Psicopatologia: o estudo da natureza das doenças mentais

A psicopatologia é o conjunto de conhecimentos referentes ao adoecimento mental do ser humano, o estudo da natureza das doenças mentais. Tem o objetivo de compreender profundamente as alterações mentais, identificar suas possíveis causas e, assim, formular estratégias de tratamento e proteção da saúde mental.

As doenças mentais podem ter causas orgânicas, quando têm causas físicas evidentes (como na doença de Alzheimer), ou causas não orgânicas, quando não é possível identificar claramente alterações orgânicas cerebrais.

A psicopatologia é desenvolvida de acordo com diferentes perspectivas, que baseiam a atuação do psiquiatra e do terapeuta. Acompanhe o texto para saber um pouco mais sobre elas!

Biomédica

A perspectiva biomédica da psicopatologia classifica os distúrbios mentais como qualquer outra doença, pois considera que as alterações psicopatológicas surgem devido a anormalidades biológicas. Essas anormalidades podem ser genéticas, bioquímicas ou neurológicas.

Desta forma, o tratamento é focado na correção das anormalidades orgânicas, não levando em consideração as variáveis psíquicas e sociais da pessoa.

O profissional psiquiatra deve identificar a alteração anatômica (regiões cerebrais fora do padrão de normalidade) ou bioquímica (função alterada dos elementos bioquímicos) e procurar uma terapia específica, geralmente baseada em medicações.

Psicodinâmica

Os estudiosos da área da psicologia buscaram um modelo de psicopatologia mais profundo, que tivesse o foco nos processos intrapsíquicos do indivíduo. Este foi o modelo ao qual Freud dedicou seus estudos, e que baseia a psicopatologia psicanalítica.

A perspectiva psicodinâmica da psicopatologia considera que as doenças mentais surgem da interação entre as motivações conscientes e inconscientes, a “luta” das forças psicológicas. Os problemas mentais e psicossomáticos aparecem devido o conflito entre os desejos opostos dessas forças.

Para isso, devem ser compreendidos alguns conceitos inerentes à psique humana, como:

  • libido;
  • trauma;
  • mecanismos de defesa;
  • conflito;
  • falhas.

Sociobiológica

A perspectiva sociobiológica considera que a formação como um todo das pessoas (comportamento, personalidade, aspectos psíquicos) é construída a partir da interação contínua e dinâmica entre o fator biológico (carga genética), ambiental (família, sociedade) e o seu processo de aprendizagem.

Pode-se então considerar que existem leis comuns que orientam o comportamento das pessoas nas sociedades, que farão parte da composição psíquica de cada um.

Esse conceito pode ser aplicado à psicopatologia, considerando que o problema mental surge a partir da desarmonia entre essas leis ou outros aspectos biológicos ou ambientais, dentro da realidade da pessoa.

Comportamental

A análise comportamental na psicopatologia considera que o comportamento é o resultado da interação entre organismo e ambiente, e não considera as estruturas mediadoras desta interação. O comportamento humano é visto como parte da natureza, e aqueles considerados psicopatológicos são vistos como comportamentos desorganizados.

Para os estudiosos da vertente, os distúrbios mentais são o conjunto de comportamentos mantidos por meio das relações funcionais e de aprendizagem feitas entre o organismo e o ambiente.

Para compreender e intervir neste padrão, é preciso observar as variáveis ambientais que o fazem ser mantido.
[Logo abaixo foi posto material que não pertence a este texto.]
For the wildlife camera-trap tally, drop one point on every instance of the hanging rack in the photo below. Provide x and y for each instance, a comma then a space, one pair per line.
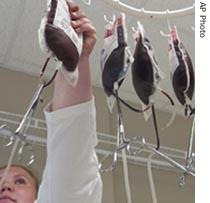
142, 13
20, 133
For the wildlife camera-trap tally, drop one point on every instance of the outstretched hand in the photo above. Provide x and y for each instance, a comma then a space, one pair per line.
83, 25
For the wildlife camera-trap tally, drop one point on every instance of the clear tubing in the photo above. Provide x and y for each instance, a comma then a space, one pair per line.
151, 180
126, 177
12, 154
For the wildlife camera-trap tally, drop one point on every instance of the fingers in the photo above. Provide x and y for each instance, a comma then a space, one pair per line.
86, 28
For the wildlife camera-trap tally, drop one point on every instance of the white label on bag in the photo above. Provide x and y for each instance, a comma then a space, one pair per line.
63, 21
173, 60
110, 43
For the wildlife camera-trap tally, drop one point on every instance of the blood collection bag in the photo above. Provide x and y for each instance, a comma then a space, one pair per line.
56, 36
116, 58
182, 72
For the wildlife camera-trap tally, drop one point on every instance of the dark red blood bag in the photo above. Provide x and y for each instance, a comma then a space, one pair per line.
58, 37
146, 74
182, 72
116, 57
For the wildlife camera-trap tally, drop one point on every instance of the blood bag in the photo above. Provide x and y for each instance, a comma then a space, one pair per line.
57, 36
182, 72
116, 58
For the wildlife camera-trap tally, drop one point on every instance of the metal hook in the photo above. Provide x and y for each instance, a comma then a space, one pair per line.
87, 2
169, 26
110, 21
26, 150
7, 133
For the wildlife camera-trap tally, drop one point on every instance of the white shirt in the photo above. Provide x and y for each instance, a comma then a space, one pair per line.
71, 174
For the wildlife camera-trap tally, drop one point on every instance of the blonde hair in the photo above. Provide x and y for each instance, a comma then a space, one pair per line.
30, 171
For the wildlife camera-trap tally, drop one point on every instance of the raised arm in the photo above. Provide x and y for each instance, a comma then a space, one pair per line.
64, 94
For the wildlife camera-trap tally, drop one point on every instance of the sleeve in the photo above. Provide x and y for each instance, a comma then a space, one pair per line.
71, 173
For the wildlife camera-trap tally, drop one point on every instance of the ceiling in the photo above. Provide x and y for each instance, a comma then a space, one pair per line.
19, 47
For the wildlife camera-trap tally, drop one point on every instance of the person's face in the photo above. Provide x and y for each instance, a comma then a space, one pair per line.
18, 187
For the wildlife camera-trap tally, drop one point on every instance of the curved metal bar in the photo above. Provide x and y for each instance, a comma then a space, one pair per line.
142, 13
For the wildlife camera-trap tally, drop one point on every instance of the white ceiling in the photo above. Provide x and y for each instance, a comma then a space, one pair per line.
19, 48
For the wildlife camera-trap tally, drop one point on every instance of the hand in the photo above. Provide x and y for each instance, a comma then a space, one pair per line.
83, 25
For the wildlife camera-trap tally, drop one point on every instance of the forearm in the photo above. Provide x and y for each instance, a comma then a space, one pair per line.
66, 95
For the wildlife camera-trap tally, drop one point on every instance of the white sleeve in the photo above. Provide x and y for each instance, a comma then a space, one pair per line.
71, 173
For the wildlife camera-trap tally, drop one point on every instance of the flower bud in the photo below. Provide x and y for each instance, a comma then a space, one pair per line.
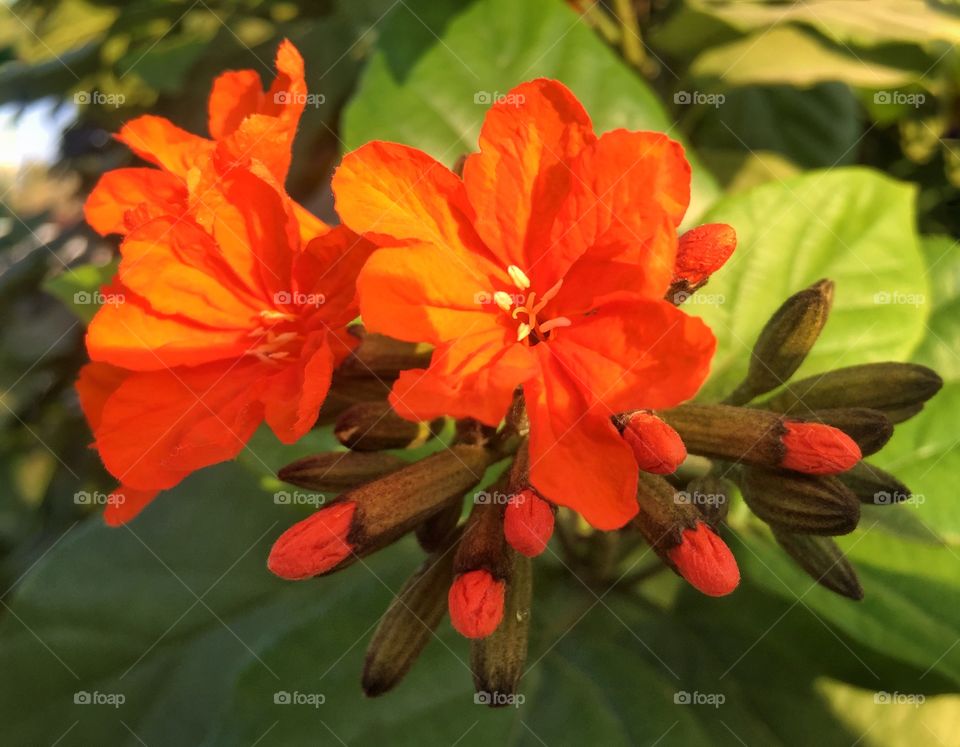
700, 253
498, 660
785, 340
874, 486
374, 426
656, 446
803, 504
409, 623
528, 523
870, 429
376, 514
334, 472
816, 449
823, 561
894, 388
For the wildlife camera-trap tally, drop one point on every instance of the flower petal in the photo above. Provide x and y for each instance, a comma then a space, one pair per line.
635, 354
577, 458
121, 190
520, 177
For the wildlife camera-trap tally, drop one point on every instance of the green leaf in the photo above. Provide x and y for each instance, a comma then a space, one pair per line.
438, 66
79, 288
759, 58
852, 225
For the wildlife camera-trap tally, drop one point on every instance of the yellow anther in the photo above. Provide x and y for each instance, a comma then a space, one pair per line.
518, 277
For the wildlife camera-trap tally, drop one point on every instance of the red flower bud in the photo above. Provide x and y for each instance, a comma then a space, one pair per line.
817, 449
314, 545
656, 446
702, 251
528, 523
705, 561
476, 602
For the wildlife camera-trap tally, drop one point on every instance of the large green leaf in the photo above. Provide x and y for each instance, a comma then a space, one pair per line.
852, 225
439, 63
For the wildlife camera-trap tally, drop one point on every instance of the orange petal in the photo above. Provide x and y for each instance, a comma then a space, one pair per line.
420, 293
133, 335
292, 397
394, 194
635, 354
474, 376
577, 457
625, 187
159, 141
121, 190
160, 426
520, 177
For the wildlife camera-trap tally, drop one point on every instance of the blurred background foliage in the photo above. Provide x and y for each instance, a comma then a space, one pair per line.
826, 131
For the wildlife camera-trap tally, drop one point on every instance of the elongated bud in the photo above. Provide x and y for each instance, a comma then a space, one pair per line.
710, 495
378, 356
674, 529
823, 561
433, 533
870, 429
803, 504
816, 449
875, 486
498, 660
482, 566
380, 512
700, 253
894, 388
656, 446
335, 472
408, 624
762, 438
374, 426
705, 561
785, 340
528, 523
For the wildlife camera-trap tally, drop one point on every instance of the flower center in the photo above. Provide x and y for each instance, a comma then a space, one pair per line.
528, 310
276, 337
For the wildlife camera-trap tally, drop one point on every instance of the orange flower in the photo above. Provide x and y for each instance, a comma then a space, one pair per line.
214, 333
249, 128
544, 267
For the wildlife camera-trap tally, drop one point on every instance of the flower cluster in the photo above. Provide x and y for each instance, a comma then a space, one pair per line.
531, 300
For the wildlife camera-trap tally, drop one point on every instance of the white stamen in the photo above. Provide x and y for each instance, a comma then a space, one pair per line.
518, 277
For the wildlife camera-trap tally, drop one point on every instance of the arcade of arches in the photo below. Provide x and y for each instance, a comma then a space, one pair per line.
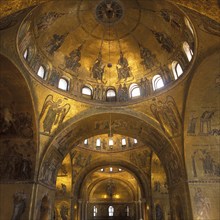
109, 110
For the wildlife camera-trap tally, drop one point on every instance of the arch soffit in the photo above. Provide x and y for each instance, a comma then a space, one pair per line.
97, 183
140, 177
125, 122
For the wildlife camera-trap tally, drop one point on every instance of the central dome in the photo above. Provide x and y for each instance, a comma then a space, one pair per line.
109, 12
107, 45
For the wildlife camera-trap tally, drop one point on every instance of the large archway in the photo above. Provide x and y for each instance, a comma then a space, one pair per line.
126, 123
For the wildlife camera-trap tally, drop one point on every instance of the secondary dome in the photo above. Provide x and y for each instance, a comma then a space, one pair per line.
107, 50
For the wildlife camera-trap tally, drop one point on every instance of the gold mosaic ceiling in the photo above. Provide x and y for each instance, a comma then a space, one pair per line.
109, 42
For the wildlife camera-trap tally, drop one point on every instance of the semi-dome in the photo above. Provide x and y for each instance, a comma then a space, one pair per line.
108, 50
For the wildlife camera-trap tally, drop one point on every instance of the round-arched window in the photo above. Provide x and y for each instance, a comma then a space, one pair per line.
110, 211
86, 90
25, 55
63, 84
177, 70
157, 82
41, 72
188, 25
134, 90
188, 51
110, 95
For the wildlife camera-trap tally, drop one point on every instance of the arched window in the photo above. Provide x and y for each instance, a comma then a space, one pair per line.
127, 210
110, 95
134, 90
98, 142
25, 55
63, 84
94, 211
110, 211
123, 142
41, 72
110, 142
157, 82
188, 51
87, 90
188, 25
86, 142
177, 70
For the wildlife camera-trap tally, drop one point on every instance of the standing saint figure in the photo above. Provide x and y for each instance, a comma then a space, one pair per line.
98, 68
19, 205
123, 68
167, 115
53, 113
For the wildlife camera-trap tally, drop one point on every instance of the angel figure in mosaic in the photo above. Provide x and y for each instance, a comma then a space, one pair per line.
53, 113
167, 114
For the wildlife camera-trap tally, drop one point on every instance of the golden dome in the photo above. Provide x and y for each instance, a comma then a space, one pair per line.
106, 45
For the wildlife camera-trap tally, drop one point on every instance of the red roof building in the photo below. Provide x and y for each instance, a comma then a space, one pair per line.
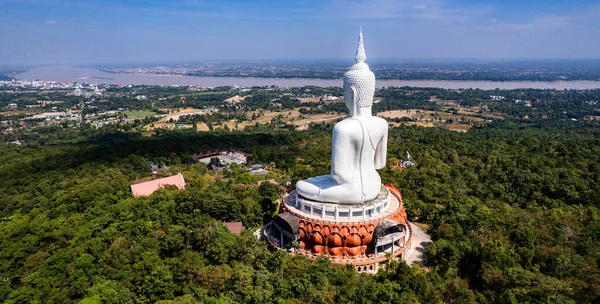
147, 188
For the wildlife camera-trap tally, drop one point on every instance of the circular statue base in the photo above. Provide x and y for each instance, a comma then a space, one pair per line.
363, 235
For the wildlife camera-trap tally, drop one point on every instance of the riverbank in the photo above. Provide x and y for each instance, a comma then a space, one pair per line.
73, 74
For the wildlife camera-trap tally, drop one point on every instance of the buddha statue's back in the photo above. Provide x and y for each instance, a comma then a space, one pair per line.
359, 144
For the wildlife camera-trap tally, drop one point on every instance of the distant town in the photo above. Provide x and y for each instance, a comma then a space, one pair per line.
539, 70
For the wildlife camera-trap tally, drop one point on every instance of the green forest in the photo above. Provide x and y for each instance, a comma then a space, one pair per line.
512, 207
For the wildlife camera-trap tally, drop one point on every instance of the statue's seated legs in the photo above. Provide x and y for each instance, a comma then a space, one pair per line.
325, 189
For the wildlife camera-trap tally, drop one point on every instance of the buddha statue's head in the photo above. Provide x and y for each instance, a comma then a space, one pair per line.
359, 81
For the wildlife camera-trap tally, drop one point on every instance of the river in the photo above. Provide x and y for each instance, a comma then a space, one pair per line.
73, 74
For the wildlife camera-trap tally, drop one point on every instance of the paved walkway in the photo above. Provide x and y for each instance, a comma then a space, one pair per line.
420, 240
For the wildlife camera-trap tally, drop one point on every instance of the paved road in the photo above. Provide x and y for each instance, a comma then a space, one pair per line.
420, 240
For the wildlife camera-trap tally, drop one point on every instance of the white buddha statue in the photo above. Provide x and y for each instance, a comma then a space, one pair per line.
359, 144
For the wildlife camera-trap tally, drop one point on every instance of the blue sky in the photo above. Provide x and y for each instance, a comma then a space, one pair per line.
97, 31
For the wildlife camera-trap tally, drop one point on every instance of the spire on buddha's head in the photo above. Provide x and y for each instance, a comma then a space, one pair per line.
361, 56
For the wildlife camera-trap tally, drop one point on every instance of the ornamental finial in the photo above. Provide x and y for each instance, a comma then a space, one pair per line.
361, 56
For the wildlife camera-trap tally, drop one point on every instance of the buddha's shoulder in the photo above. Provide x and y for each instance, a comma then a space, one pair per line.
351, 124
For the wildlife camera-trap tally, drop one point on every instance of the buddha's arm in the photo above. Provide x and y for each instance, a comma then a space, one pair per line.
380, 153
342, 155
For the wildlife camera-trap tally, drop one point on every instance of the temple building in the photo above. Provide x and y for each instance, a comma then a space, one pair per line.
348, 216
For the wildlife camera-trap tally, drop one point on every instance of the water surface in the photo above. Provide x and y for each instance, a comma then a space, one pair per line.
73, 74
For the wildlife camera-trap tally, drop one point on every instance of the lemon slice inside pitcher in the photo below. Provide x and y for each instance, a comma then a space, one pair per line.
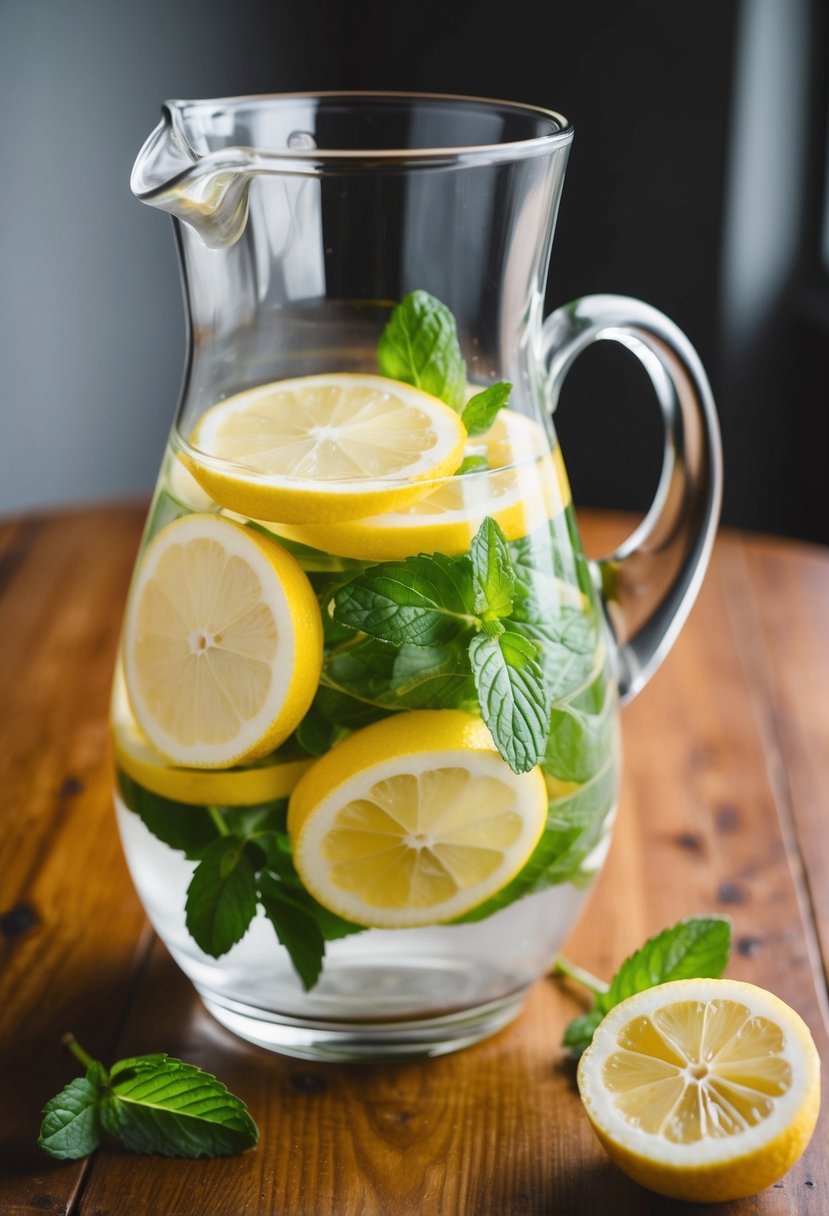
223, 643
524, 487
323, 448
413, 821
Os comportamentos inadequados, desajustados e danosos são mantidos pelos estímulos do meio, e não por conflitos intrapsíquicos.

Os diferentes modelos de abordagem da psicopatologia envolvem conhecimentos neurológicos, psicológicos, filosóficos e sociais, em busca da melhora da qualidade de vida para as pessoas que sofrem de distúrbios mentais.